Les churros, pourquoi les churros, direz vous. S’eesh net elssäsich! (Ce n’est pas alsacien!). Certes, mais la pâte de noisettes des crêpes? Et les bonnets clignotants? Et les Flammekueche sur baguette, une invention récente et juteuse (pour la caisse des commerçants, parce que la baguette…), c’est alsacien, mais ça ne faisait pas partie du Christkindelsmärik d’antan. Alors? On comprend l’embarras de Roland Ries qui est aussi en partie le nôtre.

Laissons de côté la question de la liberté du commerce. Les Vitrines de Strasbourg et M. Bardet s’en occuperont. Si on applique totalement la règle du tout authentiquement –eigentlich-alsacien, va falloir un très grand balai et plusieurs camions-poubelles. Mais du coup, on ferait dans la “préférence alsacienne“, qui ressemble trop, à un autre niveau, à la “préférence française” ou “européenne” chère à l’extrême-droite xénophobe et nationale-(ou européo-chauvine. Et Alsace d’Abord (rien ensuite) avec Jacques Cordonnier, successeur de l’identitaire Robert Spieler de se frotter les mains: les socialistes et les Verts, pardon, Europe-Ecologie-Les-Verts relaient la propagande préférencialiste! C’est comme la Coop,qui malgré sa pub pour des produits locaux alsaciens se vend à Leclerc (l’autre, pas le maréchal).
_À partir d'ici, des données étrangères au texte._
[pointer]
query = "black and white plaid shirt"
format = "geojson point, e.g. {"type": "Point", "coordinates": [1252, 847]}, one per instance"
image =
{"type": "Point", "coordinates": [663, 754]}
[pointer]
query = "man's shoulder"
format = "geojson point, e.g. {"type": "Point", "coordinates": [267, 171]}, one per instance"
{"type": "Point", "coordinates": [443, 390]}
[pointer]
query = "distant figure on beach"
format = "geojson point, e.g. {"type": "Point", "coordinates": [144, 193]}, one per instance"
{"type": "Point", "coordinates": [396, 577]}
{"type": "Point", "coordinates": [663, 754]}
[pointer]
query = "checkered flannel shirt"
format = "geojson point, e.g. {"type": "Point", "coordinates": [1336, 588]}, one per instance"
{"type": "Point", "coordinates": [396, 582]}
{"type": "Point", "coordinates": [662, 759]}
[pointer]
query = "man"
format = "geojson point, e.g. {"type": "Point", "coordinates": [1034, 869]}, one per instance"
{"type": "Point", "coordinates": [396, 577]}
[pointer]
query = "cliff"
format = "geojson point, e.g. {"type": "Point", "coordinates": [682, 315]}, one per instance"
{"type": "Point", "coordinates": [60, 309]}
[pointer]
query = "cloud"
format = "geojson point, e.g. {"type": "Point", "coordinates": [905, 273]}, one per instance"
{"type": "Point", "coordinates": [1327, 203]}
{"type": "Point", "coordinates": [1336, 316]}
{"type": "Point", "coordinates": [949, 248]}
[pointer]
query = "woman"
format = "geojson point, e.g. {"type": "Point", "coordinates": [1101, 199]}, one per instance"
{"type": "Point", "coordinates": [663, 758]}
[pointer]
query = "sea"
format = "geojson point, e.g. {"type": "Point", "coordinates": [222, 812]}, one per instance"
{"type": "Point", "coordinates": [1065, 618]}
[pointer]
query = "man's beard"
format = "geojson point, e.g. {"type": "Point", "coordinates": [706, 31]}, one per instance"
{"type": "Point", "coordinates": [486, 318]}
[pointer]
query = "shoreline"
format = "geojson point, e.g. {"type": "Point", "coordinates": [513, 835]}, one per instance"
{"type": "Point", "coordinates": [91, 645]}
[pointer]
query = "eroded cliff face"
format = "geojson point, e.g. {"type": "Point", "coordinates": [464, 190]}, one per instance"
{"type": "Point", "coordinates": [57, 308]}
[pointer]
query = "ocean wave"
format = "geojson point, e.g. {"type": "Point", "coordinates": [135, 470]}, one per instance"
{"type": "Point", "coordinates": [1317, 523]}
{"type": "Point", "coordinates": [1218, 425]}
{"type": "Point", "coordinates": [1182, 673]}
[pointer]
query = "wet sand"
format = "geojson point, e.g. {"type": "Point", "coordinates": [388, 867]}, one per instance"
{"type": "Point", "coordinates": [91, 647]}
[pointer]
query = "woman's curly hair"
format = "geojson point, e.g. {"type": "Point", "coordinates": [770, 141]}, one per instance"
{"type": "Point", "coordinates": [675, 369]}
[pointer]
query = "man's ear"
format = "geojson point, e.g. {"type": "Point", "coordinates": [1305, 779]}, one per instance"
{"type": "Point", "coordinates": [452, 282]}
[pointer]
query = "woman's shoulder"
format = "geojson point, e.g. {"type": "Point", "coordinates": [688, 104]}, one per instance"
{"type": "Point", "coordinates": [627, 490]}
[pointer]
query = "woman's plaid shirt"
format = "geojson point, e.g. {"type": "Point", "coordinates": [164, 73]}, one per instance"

On n’a pas de bonne solution, à vrai dire, car il semble qu’avec cette affaire on soit automatiquement dans le double-bind (la double contrainte). On aime aussi que les traditions, vraies au fausses, réinventées, soient respectées et que l’Alsace ne ressemble pas au reste du monde comme les zones commerciales ou les entrées de ville se ressemblent toutes, mais en même temps, la “préférence” exclusive qu’elle soit alsacienne, française ou européenne nous fait gerber.

DÉSOBÉISSEZ, MAIS LISEZ!

A propos de double bind, vu cette affichette hier à la Librairie Kléber, en dessous d’un rayon spécialement aménagé pour proposer des livres “désobéissants”.

Si j’obéis à l’injonction de lire, je ne lirai pas.

Si je lis, c’est que je désobéis à l’injonction.

La solution du dilemme, c’est que le “désobéissez” fait signe vers le contenu des livres proposés à cet endroit, et non vers le fait de lire ou pas. Ouf!